Image: A still from one of McAllen ISD's TikTok videos. Student ambassadors from McAllen ISD share dances on TikTok as a way to reach their peers.

By working with “student ambassadors,” Gonzalez and his communications team have been able to appeal to a wider and younger audience through social media. Where some districts may struggle to connect with students online, McAllen ISD is letting the kids lead the way—and it’s working. “We turned our student ambassadors loose on TikTok,  and they put out some really great stuff that got us some good reviews,” Gonzalez says. He and his team work with school principals to choose these students, who now come from schools at every level. Student Council presidents, who are elected by their peers, are also invited to be ambassadors.

“In the education business, we are entrepreneurs of the human spirit,” Gonzalez explains. “To have an impact on the future, you have to really look at it from the perspective that the future is now. The way to do that is by having conversations with students and empowering them to make decisions—not only through lip service, but through action. Any time students are able to see change take place based on their conversations with you, you start to get more momentum.”
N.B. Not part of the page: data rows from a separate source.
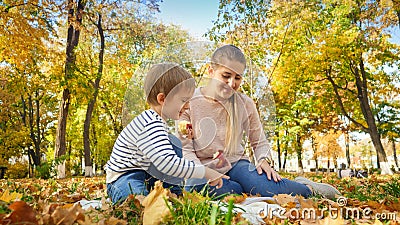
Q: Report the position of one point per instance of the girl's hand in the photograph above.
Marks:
(271, 173)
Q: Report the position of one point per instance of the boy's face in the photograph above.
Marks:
(177, 102)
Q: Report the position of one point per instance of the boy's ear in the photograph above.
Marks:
(161, 98)
(210, 70)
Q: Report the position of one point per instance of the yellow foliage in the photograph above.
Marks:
(10, 197)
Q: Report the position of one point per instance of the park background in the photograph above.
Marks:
(65, 66)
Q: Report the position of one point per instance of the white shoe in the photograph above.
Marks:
(326, 190)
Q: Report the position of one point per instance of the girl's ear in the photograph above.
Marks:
(161, 98)
(210, 71)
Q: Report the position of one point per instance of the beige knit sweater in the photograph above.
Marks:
(209, 120)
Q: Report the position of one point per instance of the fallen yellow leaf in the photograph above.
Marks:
(9, 197)
(155, 206)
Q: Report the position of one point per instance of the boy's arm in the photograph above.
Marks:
(156, 146)
(188, 150)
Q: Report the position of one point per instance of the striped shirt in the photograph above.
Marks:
(144, 142)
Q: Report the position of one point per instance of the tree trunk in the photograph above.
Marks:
(394, 153)
(299, 154)
(347, 143)
(72, 42)
(278, 147)
(284, 159)
(92, 102)
(362, 89)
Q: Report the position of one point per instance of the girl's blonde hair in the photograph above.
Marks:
(231, 53)
(163, 77)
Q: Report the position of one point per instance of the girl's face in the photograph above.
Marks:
(177, 102)
(226, 78)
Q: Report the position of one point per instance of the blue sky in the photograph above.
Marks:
(196, 16)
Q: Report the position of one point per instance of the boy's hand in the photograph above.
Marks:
(214, 178)
(264, 166)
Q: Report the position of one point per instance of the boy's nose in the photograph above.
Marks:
(231, 83)
(186, 106)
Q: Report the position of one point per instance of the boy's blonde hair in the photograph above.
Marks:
(162, 78)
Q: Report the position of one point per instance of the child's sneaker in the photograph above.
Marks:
(326, 190)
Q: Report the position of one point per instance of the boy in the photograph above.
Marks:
(144, 151)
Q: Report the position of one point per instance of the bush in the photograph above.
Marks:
(17, 170)
(45, 171)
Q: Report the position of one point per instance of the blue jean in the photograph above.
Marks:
(140, 182)
(244, 178)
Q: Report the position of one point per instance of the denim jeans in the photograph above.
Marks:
(244, 178)
(140, 182)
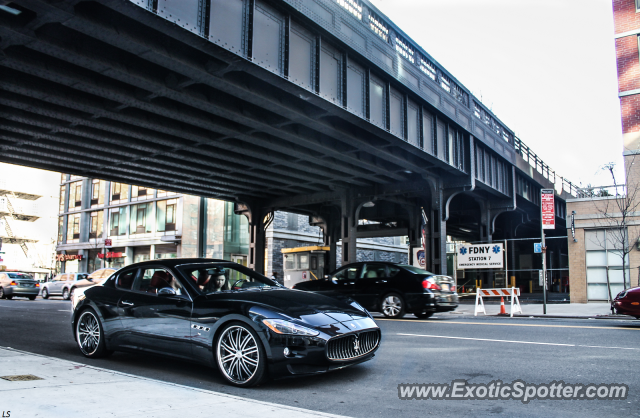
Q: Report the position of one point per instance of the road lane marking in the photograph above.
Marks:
(517, 342)
(506, 325)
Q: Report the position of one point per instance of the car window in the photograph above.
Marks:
(125, 279)
(349, 273)
(153, 279)
(374, 271)
(220, 277)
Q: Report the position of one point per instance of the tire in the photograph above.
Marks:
(90, 335)
(247, 370)
(393, 305)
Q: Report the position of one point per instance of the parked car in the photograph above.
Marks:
(61, 285)
(18, 284)
(223, 315)
(391, 288)
(627, 302)
(93, 279)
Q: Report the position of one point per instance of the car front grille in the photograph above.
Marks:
(352, 346)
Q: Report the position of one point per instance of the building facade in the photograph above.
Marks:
(604, 251)
(108, 224)
(28, 215)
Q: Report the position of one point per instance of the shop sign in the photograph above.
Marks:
(111, 255)
(548, 209)
(68, 257)
(480, 256)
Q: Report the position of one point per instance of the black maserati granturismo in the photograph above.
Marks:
(224, 315)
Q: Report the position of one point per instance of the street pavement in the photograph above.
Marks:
(439, 350)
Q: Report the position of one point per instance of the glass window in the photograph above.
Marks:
(75, 195)
(141, 219)
(346, 274)
(96, 224)
(97, 193)
(141, 193)
(118, 222)
(63, 192)
(119, 192)
(166, 215)
(125, 279)
(219, 277)
(73, 228)
(153, 279)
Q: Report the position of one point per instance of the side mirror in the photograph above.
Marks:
(166, 291)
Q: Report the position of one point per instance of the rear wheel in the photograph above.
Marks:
(393, 306)
(90, 335)
(240, 355)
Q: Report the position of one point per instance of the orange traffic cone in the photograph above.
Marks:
(502, 310)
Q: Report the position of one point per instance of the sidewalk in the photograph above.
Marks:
(71, 390)
(562, 310)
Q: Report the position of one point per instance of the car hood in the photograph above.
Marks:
(302, 307)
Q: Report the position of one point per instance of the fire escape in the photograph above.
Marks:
(10, 214)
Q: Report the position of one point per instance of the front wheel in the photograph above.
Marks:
(240, 355)
(393, 306)
(90, 335)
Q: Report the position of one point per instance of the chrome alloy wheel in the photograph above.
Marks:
(391, 305)
(238, 354)
(88, 333)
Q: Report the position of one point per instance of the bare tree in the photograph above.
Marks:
(617, 206)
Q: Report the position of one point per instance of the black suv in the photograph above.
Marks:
(391, 288)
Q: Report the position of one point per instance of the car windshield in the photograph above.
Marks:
(19, 276)
(415, 270)
(225, 277)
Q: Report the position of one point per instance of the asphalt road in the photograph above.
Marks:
(438, 350)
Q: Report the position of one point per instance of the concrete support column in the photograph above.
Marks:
(348, 230)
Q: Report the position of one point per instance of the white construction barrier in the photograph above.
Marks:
(513, 292)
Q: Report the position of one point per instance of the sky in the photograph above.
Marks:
(546, 68)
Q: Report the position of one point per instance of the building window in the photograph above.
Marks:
(141, 193)
(166, 215)
(119, 193)
(61, 229)
(96, 224)
(75, 195)
(97, 193)
(73, 228)
(141, 219)
(63, 192)
(118, 222)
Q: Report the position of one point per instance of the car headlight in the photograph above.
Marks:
(280, 326)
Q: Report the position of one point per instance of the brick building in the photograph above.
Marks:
(595, 253)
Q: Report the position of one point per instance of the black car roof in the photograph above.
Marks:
(172, 262)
Image: Stills from McAllen ISD's TikTok. McAllen ISD recruits prospective families by putting students front and center on platforms kids are using.

Making student voice a prominent part of your strategic planning, your community outreach, and your social media isn’t just a smart move—it’s a necessary one. All of those things combine to give you a marketing plan centered around your most important customers: your students. If you want your community to see who you really are, you have to connect with them, whether through a student-produced TikTok dance video or through a student’s personal story shared on YouTube. No matter how you reach your stakeholders, keeping students on the forefront of both decision-making and implementation creates the most impact for them and for your schools.